Source: National Institute of Standards and Technology (NIST).

AUTO-ORDONNANCEMENT DIRIGÉ DE MOLÉCULES ORGANIQUES DESTINÉES À DES DISPOSITIFS ÉLECTRONIQUES

Une technique simple de traitement de surface, mise en évidence dans le cadre d'une collaboration entre des chercheurs du National Institute of Standards and Technology (NIST), de Penn State et de l'University of Kentucky pourrait offrir un moyen économique de produire en grande série de vastes matrices de transistors électroniques organiques sur feuilles de polymère pour une vaste gamme d'applications, comme des afficheurs souples, du « papier intelligent » ou des matrices souples de biocapteurs pour établir des diagnostics sur le terrain.

L'équipe décrit comment un traitement chimique préalable des contacts électriques peut engendrer des autoassemblages de cristaux moléculaires pour à la fois améliorer le rendement des dispositifs à base de semi-conducteurs organiques et assurer une isolation électrique entre ces dispositifs.
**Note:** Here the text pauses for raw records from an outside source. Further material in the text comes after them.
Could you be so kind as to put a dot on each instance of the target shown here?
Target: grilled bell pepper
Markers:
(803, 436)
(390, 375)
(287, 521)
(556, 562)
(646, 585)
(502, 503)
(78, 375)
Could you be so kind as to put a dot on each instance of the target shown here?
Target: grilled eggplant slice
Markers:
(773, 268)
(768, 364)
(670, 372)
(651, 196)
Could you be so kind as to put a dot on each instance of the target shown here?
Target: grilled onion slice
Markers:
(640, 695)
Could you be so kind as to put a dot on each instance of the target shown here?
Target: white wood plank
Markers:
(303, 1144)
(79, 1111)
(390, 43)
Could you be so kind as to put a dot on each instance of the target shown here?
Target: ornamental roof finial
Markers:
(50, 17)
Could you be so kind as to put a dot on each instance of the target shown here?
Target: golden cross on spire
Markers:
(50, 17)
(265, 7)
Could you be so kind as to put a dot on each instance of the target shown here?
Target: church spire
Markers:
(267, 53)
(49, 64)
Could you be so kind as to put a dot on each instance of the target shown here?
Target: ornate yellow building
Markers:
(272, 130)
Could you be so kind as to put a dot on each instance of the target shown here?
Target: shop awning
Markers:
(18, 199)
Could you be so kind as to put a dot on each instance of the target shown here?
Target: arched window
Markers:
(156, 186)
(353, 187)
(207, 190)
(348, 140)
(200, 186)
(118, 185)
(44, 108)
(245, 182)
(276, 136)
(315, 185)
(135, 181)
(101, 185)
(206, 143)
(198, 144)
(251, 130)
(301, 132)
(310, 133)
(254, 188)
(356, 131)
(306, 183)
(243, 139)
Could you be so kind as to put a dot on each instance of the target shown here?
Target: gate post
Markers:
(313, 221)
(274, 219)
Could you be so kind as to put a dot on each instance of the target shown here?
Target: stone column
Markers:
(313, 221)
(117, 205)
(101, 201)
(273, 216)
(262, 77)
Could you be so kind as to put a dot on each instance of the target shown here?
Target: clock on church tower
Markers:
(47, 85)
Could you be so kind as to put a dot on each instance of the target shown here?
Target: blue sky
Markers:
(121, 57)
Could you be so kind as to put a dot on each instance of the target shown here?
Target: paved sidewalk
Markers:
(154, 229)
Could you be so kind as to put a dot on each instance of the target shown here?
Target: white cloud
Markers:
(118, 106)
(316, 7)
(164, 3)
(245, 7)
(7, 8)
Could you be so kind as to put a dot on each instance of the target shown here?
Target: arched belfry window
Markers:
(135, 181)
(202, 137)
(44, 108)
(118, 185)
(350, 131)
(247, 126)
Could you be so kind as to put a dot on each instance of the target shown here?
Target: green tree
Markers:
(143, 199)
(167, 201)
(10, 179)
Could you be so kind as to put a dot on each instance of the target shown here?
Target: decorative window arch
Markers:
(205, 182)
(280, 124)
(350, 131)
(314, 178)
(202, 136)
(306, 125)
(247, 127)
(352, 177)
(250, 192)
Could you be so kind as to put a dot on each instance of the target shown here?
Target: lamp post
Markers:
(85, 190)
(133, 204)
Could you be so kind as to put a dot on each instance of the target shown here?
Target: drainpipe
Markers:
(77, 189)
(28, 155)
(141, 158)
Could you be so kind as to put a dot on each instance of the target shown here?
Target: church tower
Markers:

Les dispositifs à base de semi-conducteurs organiques arrivent peu à peu sur le marché. Il est possible de concevoir des composés aux noms quasiment imprononçables, comme le « 5,1 l-bis(triéthylsilyléthynyl) anthradithiophène », possédant nombre des propriétés électriques des semi-conducteurs plus conventionnels. Toutefois, contrairement aux semiconducteurs traditionnels, qui nécessitent des étapes de traitement à haute température, les dispositifs à base de semi-conducteurs peuvent être obtenus à température ambiante. Ils peuvent être produits sur des polymères souples plutôt que sur des plaques de silicium rigides. Les afficheurs de la taille d'un magazine pouvant être roulés ou plies aux dimensions d'une poche et les feuilles de plastique incorporant de vastes matrices de capteurs destinés à la surveillance médicale ou à l'établissement de diagnostics sur le terrain ne sont que quelques illustrations des possibilités extrêmement captivantes de ces dispositifs.